For the moment, let's think of a program as a living organism.


During an organism's development, its structure and shape changes, moving from very simple to very complex. We marvel at nature's ability to maintain a coherent morphology amidst this massive engineering project. Amazingly, the elegant developmental sequences we see in nature, which generate such robust and complex mechanisms, are very flexible and adaptive. Living things tap a superb library of transformative solutions and methods. Since humans have only about 30,000 genes, life somehow creates robust, unique people from something analogous to 30,000 small functions. The Linux Kernal has about 10 million lines of code. We need to pay much closer attention to nature.



If you watch this gradual, incremental growth, you'll see difficult engineering problems overcome fluidly, simply, at each stage, at all scales. A great deal of ad hoc adaptation is going on, adaptations synthesized from available information, used in a persistent, continuously balanced approach to tackling the emergence of the entire organism, not just tiny parts of it.

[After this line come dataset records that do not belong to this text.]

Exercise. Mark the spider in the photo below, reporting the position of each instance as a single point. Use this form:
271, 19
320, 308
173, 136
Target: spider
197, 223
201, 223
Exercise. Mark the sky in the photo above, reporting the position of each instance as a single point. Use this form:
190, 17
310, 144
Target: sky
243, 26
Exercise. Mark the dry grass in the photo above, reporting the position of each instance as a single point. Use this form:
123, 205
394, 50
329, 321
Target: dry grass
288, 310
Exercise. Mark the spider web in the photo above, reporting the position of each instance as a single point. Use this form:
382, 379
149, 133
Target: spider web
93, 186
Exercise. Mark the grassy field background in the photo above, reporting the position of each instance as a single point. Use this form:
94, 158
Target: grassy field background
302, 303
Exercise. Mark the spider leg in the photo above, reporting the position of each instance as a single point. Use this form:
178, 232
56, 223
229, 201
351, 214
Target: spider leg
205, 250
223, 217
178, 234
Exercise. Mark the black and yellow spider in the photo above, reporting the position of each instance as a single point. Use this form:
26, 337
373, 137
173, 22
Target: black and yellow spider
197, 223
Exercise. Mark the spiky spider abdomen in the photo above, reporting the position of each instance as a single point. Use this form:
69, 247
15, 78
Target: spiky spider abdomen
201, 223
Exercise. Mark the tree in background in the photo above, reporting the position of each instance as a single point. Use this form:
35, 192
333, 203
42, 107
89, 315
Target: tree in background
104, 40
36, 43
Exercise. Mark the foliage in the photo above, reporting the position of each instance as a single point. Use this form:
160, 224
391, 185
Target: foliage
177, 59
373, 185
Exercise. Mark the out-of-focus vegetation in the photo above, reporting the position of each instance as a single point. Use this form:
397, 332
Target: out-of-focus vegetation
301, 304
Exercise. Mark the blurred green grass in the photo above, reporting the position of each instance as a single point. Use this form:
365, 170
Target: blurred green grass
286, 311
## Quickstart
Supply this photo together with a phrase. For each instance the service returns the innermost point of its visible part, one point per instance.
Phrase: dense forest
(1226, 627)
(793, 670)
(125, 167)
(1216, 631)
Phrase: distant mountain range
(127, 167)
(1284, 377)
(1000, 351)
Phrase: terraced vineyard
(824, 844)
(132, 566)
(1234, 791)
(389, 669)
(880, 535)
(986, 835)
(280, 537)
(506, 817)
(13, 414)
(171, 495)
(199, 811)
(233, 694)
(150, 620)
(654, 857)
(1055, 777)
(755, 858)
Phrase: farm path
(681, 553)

This holistic, stepwise approach to growth can be seen as following, or borrowing from, many sequences of steps. Each step creates a morphological differentiation, building upon the previous step, providing the context for the next. Surprisingly, although the number of sequences borrowed by a developing organism is vast, the number of differentiations is not. A human being develops in approximately 50 cell divisions, for example.

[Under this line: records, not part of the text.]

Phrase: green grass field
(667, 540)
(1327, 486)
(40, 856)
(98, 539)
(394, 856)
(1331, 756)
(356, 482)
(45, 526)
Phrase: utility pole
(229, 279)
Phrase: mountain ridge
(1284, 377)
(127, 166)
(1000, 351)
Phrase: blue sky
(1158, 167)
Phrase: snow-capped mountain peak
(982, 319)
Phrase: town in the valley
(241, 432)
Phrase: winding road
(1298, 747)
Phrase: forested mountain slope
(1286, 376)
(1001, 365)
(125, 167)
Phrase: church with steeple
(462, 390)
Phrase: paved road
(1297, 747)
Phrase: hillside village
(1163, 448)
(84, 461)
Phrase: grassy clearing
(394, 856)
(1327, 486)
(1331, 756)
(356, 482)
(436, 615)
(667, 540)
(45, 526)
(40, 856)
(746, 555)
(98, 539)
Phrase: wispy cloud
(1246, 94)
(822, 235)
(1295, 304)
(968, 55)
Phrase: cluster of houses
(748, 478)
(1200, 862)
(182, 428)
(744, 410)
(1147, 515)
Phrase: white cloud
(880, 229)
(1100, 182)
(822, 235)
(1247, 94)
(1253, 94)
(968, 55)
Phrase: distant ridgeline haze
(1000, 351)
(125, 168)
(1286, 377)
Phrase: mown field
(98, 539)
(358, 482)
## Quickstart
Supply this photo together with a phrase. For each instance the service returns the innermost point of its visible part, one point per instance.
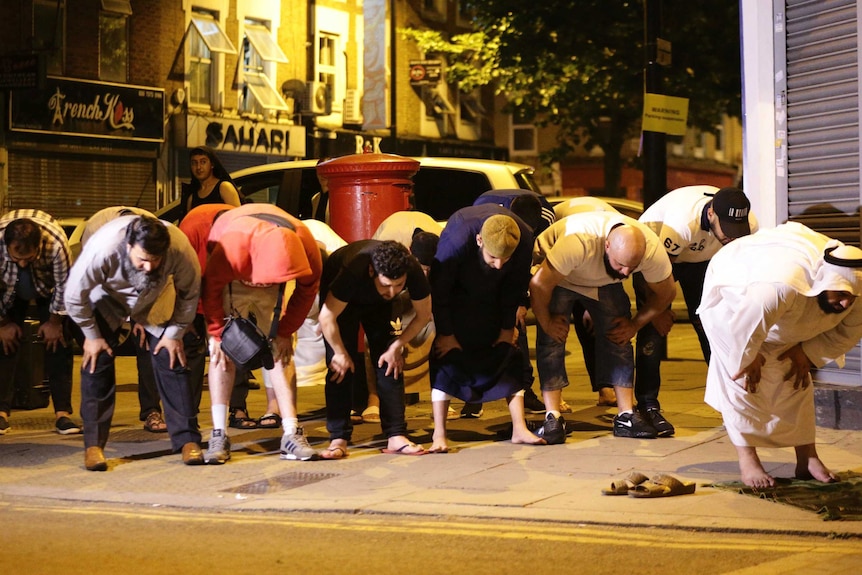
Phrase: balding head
(624, 251)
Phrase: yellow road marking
(569, 533)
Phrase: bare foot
(752, 470)
(439, 445)
(527, 437)
(337, 450)
(813, 468)
(401, 444)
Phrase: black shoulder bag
(241, 339)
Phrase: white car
(440, 187)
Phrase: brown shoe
(192, 454)
(94, 459)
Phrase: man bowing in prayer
(776, 304)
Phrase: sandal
(269, 421)
(155, 423)
(662, 486)
(334, 453)
(624, 485)
(244, 422)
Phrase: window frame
(117, 9)
(518, 122)
(261, 54)
(207, 43)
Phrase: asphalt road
(92, 539)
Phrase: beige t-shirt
(575, 246)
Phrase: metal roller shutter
(79, 186)
(821, 64)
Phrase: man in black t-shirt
(358, 287)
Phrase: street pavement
(484, 477)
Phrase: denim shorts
(614, 363)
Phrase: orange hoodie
(256, 251)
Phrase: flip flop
(622, 485)
(400, 450)
(662, 486)
(333, 453)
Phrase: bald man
(584, 258)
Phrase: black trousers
(98, 395)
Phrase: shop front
(76, 146)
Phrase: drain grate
(280, 483)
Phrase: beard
(611, 271)
(140, 279)
(827, 307)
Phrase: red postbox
(365, 189)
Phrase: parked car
(74, 228)
(440, 187)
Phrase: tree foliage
(572, 62)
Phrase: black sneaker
(553, 430)
(533, 404)
(65, 426)
(633, 425)
(472, 411)
(662, 426)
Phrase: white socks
(289, 425)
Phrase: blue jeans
(194, 343)
(614, 363)
(651, 346)
(98, 395)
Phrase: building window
(327, 52)
(260, 56)
(472, 110)
(207, 41)
(114, 40)
(49, 33)
(522, 135)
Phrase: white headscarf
(790, 254)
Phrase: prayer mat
(841, 501)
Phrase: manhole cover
(280, 483)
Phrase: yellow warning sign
(667, 114)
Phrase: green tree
(579, 65)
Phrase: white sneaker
(295, 446)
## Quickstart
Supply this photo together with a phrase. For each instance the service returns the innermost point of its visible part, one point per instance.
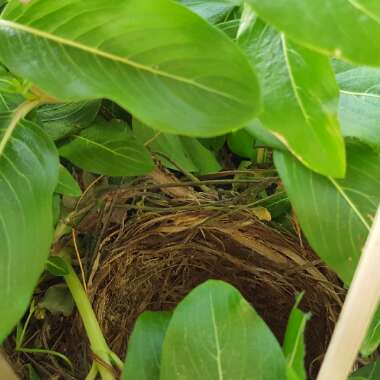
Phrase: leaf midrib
(293, 81)
(349, 202)
(113, 57)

Assuming that programmers are called developers because they engage in something strongly akin to this kind of development, it's unfortunate that one of the least explored areas in programming is the study of the steps and sequences we use. When we decide to change code, at that moment, what are we doing? What are the problems, and what is our resolution? And where are we going? Clearly it would be useful to pass these steps and sequences around, among ourselves, for the sake of improving our discipline. The study of developmental programming could provide a quicker, more efficient and effective absorption of new contexts, in the fast-changing world of engineering. Sequences could provide another tool for Open Source computer science.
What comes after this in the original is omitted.